Our first night in Florida, we camped at an RV Park in Mexico Beach. This is a small town right on the coast that was the landing spot for Hurricane Michael last October. After 7-8 months the whole town is still completely wrecked. It was nuts. The RV park we stayed in was the only place open. We got into town after dark and the entire town was dark - no street lights, no stores, and barely any houses lit up. Driving out in the morning we were able to see the damage more clearly with the whole town still looking like a construction site and all the forests completely wind swept with the branches pulled off the trees.
Driving along the rest of the panhandle that morning was lovely, the road hugged the coast and it was a beautiful sunny day.
Once we were in Florida, we hung out there for the better part of a week. North Central Florida is Jon's old stomping ground and he has a brother in South Florida. We'll get into more details of what we were up to in separate posts, but it was nice to be settled for a few days to catch up on laundry and showers after our week on the road.
Heading north out of Florida after we took the scenic highway up the Atlantic coast for the morning. We spend the afternoon at the Kennedy Space Center at Cape Canaveral (again, more on that later) and then rode through the pouring rain to St Augustine, near Jacksonville. We were thankful to be greeted at the Baker's house when we got there to put on some dry clothes and have a wonderful home cooked dinner. Thanks Linda & Walt!
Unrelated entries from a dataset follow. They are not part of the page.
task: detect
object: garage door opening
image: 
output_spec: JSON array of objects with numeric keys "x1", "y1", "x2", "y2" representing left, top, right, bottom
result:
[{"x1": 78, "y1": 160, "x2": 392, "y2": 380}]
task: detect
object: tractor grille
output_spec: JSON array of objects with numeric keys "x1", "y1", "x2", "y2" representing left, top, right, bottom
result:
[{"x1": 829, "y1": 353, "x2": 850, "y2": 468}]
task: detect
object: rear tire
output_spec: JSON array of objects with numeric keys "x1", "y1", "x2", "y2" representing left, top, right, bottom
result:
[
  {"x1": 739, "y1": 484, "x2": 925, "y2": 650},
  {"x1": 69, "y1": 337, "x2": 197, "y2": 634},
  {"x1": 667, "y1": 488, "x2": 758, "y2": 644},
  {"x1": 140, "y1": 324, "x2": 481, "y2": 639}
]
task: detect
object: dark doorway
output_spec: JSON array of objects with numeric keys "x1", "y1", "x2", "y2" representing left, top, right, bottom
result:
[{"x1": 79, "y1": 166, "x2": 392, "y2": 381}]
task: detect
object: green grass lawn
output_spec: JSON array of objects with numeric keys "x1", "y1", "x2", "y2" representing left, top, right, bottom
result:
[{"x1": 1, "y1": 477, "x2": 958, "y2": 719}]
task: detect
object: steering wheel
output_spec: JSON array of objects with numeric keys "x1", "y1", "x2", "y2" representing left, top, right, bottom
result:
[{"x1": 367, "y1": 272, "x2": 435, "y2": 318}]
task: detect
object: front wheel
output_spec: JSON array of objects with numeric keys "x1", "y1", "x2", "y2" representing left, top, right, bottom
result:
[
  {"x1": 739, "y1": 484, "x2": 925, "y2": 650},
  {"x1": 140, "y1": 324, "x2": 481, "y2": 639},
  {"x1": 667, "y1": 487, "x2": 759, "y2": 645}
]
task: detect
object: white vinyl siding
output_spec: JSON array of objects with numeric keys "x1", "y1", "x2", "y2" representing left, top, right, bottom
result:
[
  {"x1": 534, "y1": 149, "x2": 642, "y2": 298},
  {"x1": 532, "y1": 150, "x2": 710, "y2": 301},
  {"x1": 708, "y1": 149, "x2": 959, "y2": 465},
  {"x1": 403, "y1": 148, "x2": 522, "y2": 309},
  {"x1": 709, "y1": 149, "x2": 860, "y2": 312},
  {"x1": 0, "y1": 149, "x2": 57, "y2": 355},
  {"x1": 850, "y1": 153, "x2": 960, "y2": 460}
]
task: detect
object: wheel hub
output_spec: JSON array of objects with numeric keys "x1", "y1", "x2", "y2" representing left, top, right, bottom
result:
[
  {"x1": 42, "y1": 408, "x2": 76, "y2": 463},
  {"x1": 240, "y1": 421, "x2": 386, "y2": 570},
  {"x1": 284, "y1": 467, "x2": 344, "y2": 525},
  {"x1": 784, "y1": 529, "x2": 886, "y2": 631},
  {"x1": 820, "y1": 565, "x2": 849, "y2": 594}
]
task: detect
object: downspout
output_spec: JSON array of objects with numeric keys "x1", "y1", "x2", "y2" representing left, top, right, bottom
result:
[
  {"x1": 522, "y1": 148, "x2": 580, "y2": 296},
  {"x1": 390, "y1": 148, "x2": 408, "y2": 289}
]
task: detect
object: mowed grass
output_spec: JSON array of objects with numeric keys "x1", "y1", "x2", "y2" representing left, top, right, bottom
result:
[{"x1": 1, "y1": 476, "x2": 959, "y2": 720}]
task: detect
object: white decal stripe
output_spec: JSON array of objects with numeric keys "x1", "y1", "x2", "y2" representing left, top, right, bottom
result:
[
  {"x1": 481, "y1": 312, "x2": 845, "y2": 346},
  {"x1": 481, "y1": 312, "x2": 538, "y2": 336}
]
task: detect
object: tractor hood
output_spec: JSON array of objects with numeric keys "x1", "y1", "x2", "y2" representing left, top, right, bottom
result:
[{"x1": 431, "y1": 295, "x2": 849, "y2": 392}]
Given our soggy arrival in North Florida, we checked the weather ahead and saw nothing but rain forecast for the next few days. Therefore, rather than sight-seeing and camping for the next couple of days, we decided to get through it as quick as we could and just hopped on the interstates to head to Jon's sister's place in North Carolina. This ended up being our longest day so far (~435 miles/700 km across 4 states), but we did it. And miraculously stayed dry the whole time! We must have been riding in a dry pocket between storms all day. Multiple times we drove through areas drying out from recent rain and when we arrived in Charlotte, Elizabeth told us it was the first dry 1/2-hour they'd seen all day. Not sure how we caught that lucky break, but we'll take it!
We stayed with Elizabeth & Chris for two nights - long enough to be able to celebrate Elizabeth's birthday breakfast this morning - Happy Birthday!
Now we're back on the road heading west toward the mountains. We stopped to get Jon new tires in Asheville to be ready with new treads for The Tail of the Dragon and the Blue Ridge Parkway coming up in the next few days.